Stimulation design and stimulus size

The increase in detection efficiency obtained with the “noise” correction procedure for the employed ultra-short event-related paradigm extends the previous findings for a block design (de Zwart et al., 2008); moreover, the use of a stimulus covering a small portion of the visual field enabled us to better appreciate the spatial extent of spatially correlated noise sources in primary and extra-striate visual areas. Those regions were mainly covered by the activation elicited by the full visual field stimulus employed in the previous work and hence excluded from the reference region (de Zwart et al., 2008). The spatial distribution of synchronous fluctuations in the visual cortex identified here during visual stimulation extends previous reports (De Luca et al., 2006; Fukunaga et al., 2006) of the presence of a resting-state pattern in occipital areas during resting conditions.

Generalization to other sensory modalities

In addition to the presence of spontaneous fMRI fluctuations in the visual cortex (De Luca et al., 2006), the existence of sensory-motor and auditory resting state networks is well established (Biswal et al., 1995; De Luca et al., 2006). If such networks persist during activation, the strategy proposed here could hence be applied to improve the detection of evoked responses in other brain areas.

In this procedure, the reference region (ROIref) is determined during resting state. One possible source of critique is that the correlation patterns (“networks”) found during rest possibly disappear or change during activation, which would negatively affect the filtering performance. Most of the studies of resting state networks are performed with eyes closed and little is known about the persistence of those patterns under other conditions, especially during task performance. However, previous fMRI studies in the motor cortex (Fox et al., 2006; Fox et al., 2007) and in occipital areas (Bianciardi et al., 2008), demonstrated the persistence of the sensory-motor and visual networks during motor tasks and passive visual stimulation, respectively. The persistence of spontaneous fluctuations during the generation of evoked responses agrees with intra-cortical and scalp electroencephalographic (EEG) recordings, as well as with optical imaging studies (Berger, 1929; Arieli et al., 1996; Steriade, 2001; Kenet et al., 2003; Buzsaki and Draguhn, 2004). Furthermore, if the networks identified during rest would substantially alter during evoked activity the proposed method would in all likelihood perform poorly. Nonetheless, further work aimed at identifying spontaneous fMRI fluctuations in other sensory cortices (for example the persistence of the auditory network during auditory stimulation) will help in generalizing our findings.
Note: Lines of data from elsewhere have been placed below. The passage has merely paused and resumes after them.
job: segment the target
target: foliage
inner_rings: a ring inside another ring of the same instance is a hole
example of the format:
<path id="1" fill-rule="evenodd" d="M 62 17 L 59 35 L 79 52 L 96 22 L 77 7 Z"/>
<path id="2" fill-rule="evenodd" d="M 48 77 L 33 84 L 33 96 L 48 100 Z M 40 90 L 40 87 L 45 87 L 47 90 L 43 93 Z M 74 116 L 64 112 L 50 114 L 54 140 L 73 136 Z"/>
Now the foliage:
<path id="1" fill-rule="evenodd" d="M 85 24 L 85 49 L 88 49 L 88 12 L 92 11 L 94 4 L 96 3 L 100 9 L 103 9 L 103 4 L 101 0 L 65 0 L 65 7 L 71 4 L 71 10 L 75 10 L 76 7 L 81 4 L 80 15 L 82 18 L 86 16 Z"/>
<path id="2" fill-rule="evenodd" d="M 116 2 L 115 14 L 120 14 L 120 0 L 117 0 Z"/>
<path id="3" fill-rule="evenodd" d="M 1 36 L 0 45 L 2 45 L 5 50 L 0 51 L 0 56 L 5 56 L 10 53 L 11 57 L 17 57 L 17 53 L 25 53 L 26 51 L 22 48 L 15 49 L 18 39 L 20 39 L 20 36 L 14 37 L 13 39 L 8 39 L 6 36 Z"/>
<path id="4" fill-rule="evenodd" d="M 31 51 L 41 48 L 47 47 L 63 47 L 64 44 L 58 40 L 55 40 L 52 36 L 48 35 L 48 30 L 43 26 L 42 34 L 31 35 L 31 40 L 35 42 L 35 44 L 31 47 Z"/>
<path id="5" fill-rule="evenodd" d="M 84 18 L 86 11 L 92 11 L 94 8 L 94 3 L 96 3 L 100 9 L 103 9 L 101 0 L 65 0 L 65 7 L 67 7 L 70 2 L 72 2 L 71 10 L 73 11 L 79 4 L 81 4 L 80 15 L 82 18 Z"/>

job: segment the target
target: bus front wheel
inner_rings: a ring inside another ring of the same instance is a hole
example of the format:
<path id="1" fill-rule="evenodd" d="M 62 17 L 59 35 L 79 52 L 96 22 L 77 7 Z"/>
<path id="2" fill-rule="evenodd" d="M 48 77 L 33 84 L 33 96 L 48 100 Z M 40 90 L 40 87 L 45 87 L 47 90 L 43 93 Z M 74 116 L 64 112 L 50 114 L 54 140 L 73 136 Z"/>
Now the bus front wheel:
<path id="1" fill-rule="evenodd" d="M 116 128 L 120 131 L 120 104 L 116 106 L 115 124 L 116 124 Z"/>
Finally, the described procedure is a general strategy that can be a valuable tool in discriminating evoked from spontaneous fMRI fluctuations. This is an issue of increasing importance, considering the recent interest in the interpretation of fMRI resting state-networks and to investigate their presence, either unaltered or subject to changes in amplitude and extent, during task conditions. The suggested procedure can distinguish these two types of activity for any type of employed stimulus design, requiring only few additional scans.

Conclusion

Modeling of nuisance signals in the visual cortex substantially improves the measurement of fMRI evoked responses to ultra-short stimuli at 7 T. The strategy employed with multiple noise regressors also significantly whitens the residual error terms, which is crucial for valid statistical inference. The procedure can be generally employed to discriminate between spontaneous and evoked signal fluctuations, allowing the assessment of “resting-state” patterns during task fMRI paradigms.

Acknowledgments

This research was supported by the Intramural Research Program of the NIH, NINDS.